Only one variable should be manipulated at a time during an experiment. This variable is known as
the maniuplated variable. For example, if you wanted to test the effects of adding acid to a fish
embryo you would manipulate the acidity levels. You would not change the temperature of the
embryos, the amount of sunlight the embryos are typically exposed to, or the hardness of the
water. You would only change the acidity levels. All the variables that do not change are referred to
as constants , because they must remain constant, or the same throughout the entire
experiment.
Controlled experiments should contain two
different types of groups – a control group
and a variable group. This helps to ensure
the validity, reliability, and accuracy of an
experiment. The subjects being tested are
divided into one of these two groups at
random. The control group is the group
that remains the same throughout the entire
experiment – they are not affected by
whatever variable is being manipulated. The
variable group is the group where the
manipulated variable is modified. Returning
to the example of acidity levels in fish
embryos, one group of embryos would be
left alone, and a second group would
receive the acid treatment. The constants
would still remain the same between the two groups. Having a control group is very important,
because it gives the experimenter something to compare the effects of the manipulated variable
to. For example, if changing acidity levels in the variable group of fish embryos to a higher
concentration results in the embryos dying, and the control group of embryos are still alive, then
the scientist can safely conclude that the acid is what resulted in the embryo deaths. If however,
the scientist raises the acidity levels in the variable group, and then both the control group and the
variable group of embryos die, the scientist cannot conclude that it was the acidity levels that
resulted in the deaths. In this case, one of the constant controlled variables resulted in the deaths
of the embryos. The experimenter would have to figure out what caused the embryos to die, and
then they would have to perform the experiment over again with new, corrected control variables
that ensure that the control group does not die during the duration of the experiment.
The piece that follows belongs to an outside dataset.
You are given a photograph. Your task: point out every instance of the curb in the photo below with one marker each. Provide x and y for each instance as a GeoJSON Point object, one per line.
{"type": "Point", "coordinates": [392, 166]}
It is also possible for the scientist to test more than one level of acidity in the experiment at the
same time. If a scientist wanted to determine what levels of acidity resulted in embryo deaths,
they would use one control group, and multiple variable groups at varying acidity levels. Note that
the manipulated variable – the acidity- remains the same. No other variables are changed. The
scientist could then observe the results. They might find in the end that the control group, and the
variable group with the lowest amount of acidity stay alive, and that the remaining groups with
higher acidity levels die. The scientist would record this information as data. Data is the
information that is collected from experiments. In this case, the scientist would collect two types of
data – the acidity levels, and the state of the embryos. It might look something like the table below.
Scroll horizontally to view the whole table
GroupControl
(7.0)
6.5 (Low
Acid) 5 (Med Acid) 3 (High Acid)
Embryo
StateAlive Alive Dead Dead
The scientist would likely use more incrementing levels of acidity than in the example above, but
you get the idea. As acidity increases the embryos begin to die.
Once the scientist finished performing the experiment, they analyze the data and form a
conclusion. In the embryo example, the scientist would look at the data and determine that the
embryos will die when exposed to highly acidic environments. This allows them to form
a conclusion about their experiment, which states whether or not their original hypothesis was
correct or not. If the hypothesis stated that “rising acidity levels in fish embryos has no effect on
their health” them the experimenter’s hypothesis would have been proven untrue by the
experiment. If, on the other hand, the scientist stated in their hypothesis that “high acidity levels in
fish environments results in embrio deaths,” then their hypothesis would have been correct.
Once the scientist has drawn their conclusion, they share their results with the rest of the
scientific community. Generally, this is done through scientific writing and experimental reports,
which are then published online in scientific journals.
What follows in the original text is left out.